Ambrosia uses an extract from black scallop guts, called uro, which are usually discarded. When Feed One tested a sample from a Hokkaido industrial research center, Pacific bluefin fry responded eagerly.
The company then tested various other ingredients, including yeast extract and fish meal, until it was satisfied that it had hit on a winning recipe. The feed was formed into granules to enhance digestion, and repeatedly tested on fry immediately after hatching, which only takes place once a year.
Developing Ambrosia was not easy. Pacific bluefin fry are extremely discriminating about what they eat, compared to salmon, yellowtail or sea bream, partly because they eat live, moving objects, such as plankton. Furthermore, fish fry cannot efficiently absorb nourishment from feed as their digestive systems are undeveloped. This presented an additional challenge for developers trying to come up with fodder that fry could and would eat.
Atsushi Akimoto, head of Feed One's aquatic research department, said fish farming still has a long way to go. Cost efficiency is a key issue. Akimoto's team is "consuming 15kg of fish to grow a tuna just 1kg," he said.
This is the opportunity Ambrosia hopes to seize. The fodder is potentially the first viable artificial feed for Pacific bluefin, and Feed One expects it to go a long way in making farmed tuna more viable.
The company plans to pitch the product to companies and universities that are developing technologies for a complete aquaculture cycle.
The cost-saving impact Ambrosia could have on Pacific bluefin farming has yet to be fully analyzed.

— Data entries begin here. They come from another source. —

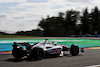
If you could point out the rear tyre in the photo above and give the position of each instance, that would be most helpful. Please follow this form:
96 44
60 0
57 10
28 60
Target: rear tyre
74 50
18 53
37 54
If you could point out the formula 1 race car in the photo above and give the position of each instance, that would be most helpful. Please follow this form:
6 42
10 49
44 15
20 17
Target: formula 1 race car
41 49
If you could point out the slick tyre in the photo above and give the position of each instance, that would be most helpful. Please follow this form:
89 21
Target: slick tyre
37 54
74 50
18 53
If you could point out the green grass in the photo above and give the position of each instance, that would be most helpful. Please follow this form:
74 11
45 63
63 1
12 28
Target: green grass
14 36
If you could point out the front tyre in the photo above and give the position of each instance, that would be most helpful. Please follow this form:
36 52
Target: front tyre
37 54
18 53
74 50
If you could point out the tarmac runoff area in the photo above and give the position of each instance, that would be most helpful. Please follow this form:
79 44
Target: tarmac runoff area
90 58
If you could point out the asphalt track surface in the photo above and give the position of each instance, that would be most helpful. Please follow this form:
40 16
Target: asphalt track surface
89 57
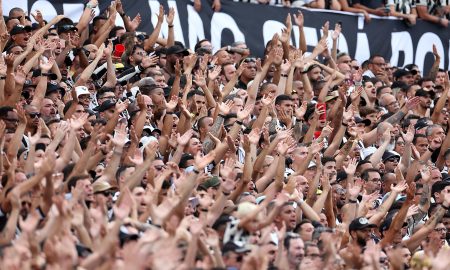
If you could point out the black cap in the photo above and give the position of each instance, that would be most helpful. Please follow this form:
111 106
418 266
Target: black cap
421 123
19 29
53 87
400 73
37 73
360 224
175 49
424 93
389 154
366 122
66 28
106 105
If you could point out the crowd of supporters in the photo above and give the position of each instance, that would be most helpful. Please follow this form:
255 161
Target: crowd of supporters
130 151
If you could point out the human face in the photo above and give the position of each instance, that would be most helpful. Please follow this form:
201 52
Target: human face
87 189
249 72
138 55
33 116
223 57
286 106
391 163
302 184
421 145
194 146
370 90
373 182
139 197
377 66
288 216
17 50
238 105
296 251
21 39
229 71
306 231
157 96
48 108
315 74
329 168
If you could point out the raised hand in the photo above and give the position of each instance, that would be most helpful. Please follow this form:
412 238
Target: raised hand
199 79
134 24
350 169
409 135
78 122
170 16
202 161
299 19
172 104
242 115
184 140
337 31
213 74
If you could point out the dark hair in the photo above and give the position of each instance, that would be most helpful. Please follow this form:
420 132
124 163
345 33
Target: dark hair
365 174
279 99
74 179
195 92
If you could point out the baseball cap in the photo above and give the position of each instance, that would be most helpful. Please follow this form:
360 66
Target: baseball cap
400 73
389 154
53 87
175 49
82 90
424 93
106 105
211 182
19 29
359 120
66 28
100 186
360 224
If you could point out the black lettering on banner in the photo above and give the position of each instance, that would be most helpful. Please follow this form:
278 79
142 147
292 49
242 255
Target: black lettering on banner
255 24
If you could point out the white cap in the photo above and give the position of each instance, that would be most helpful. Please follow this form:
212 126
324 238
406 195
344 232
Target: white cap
82 90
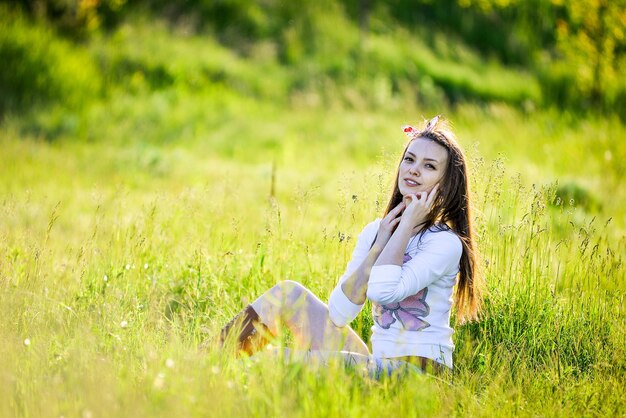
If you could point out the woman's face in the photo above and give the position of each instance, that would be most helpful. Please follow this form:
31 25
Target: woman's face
423 166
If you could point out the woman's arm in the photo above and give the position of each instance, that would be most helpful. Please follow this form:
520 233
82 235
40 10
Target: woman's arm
355 286
347 299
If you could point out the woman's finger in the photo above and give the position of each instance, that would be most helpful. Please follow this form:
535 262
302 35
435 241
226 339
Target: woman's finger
394 212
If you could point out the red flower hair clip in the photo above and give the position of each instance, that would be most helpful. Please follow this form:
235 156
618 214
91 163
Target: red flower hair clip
410 131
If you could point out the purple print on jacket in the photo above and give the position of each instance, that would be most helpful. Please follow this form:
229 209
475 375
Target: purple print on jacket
408 311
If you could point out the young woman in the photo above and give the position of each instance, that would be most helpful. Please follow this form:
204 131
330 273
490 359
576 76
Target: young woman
407 264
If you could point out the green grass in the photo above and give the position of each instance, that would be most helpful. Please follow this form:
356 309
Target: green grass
134 227
187 233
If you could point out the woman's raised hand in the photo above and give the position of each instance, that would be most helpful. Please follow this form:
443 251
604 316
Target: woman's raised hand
388 225
418 207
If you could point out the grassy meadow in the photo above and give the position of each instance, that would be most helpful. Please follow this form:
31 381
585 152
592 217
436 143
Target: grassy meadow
135 223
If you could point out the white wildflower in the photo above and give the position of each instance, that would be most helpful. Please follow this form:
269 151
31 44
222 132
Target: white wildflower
159 381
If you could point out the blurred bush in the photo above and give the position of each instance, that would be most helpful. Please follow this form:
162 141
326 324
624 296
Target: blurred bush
38 67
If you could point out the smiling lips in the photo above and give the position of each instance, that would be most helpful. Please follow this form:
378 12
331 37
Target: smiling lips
411 183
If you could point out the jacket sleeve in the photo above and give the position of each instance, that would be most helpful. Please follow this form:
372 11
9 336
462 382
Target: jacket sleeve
342 311
439 255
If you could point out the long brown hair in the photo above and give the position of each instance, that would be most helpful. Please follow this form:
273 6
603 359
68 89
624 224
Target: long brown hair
452 208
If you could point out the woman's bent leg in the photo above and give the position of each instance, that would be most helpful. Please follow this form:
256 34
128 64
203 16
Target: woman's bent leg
307 317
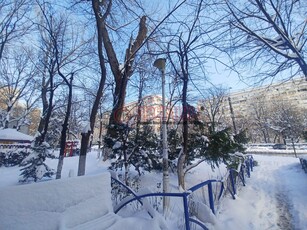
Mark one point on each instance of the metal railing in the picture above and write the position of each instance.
(233, 175)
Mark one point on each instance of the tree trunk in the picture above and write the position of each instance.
(82, 158)
(86, 136)
(185, 133)
(64, 130)
(121, 76)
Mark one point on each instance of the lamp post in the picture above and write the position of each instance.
(160, 64)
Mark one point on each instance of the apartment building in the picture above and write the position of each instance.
(293, 92)
(149, 111)
(237, 108)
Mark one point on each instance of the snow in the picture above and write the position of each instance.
(273, 198)
(13, 134)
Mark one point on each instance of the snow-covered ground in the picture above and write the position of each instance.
(273, 198)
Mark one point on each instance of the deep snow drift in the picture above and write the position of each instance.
(273, 198)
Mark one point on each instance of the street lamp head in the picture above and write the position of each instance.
(160, 64)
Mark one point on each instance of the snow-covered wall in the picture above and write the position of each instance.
(58, 204)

Akimoto admits the new feed still needs to be improved; fry fed with it were found to grow at a slower pace than those fed with live feed.
"We need to continue our research so it can make the fish grow faster and bigger," he said.
Seafood consumption is exploding in China and other emerging countries. Meanwhile, the Pacific bluefin tuna population is thought to be around one-10th what it was in 1961.
With the fish having grown scarce, excessive catching of their fry has come under close global scrutiny. And there are moves to adjust the Pacific bluefin catch.
At an international conference held from late August to early September in Busan, South Korea, a new regulatory framework was agreed upon that will allow flexible fishing quotas determined by fish populations.
In early August, Japan's Fisheries Agency notified domestic fishermen of a policy to reduce quotas for Pacific bluefin juveniles -- what fry grow into.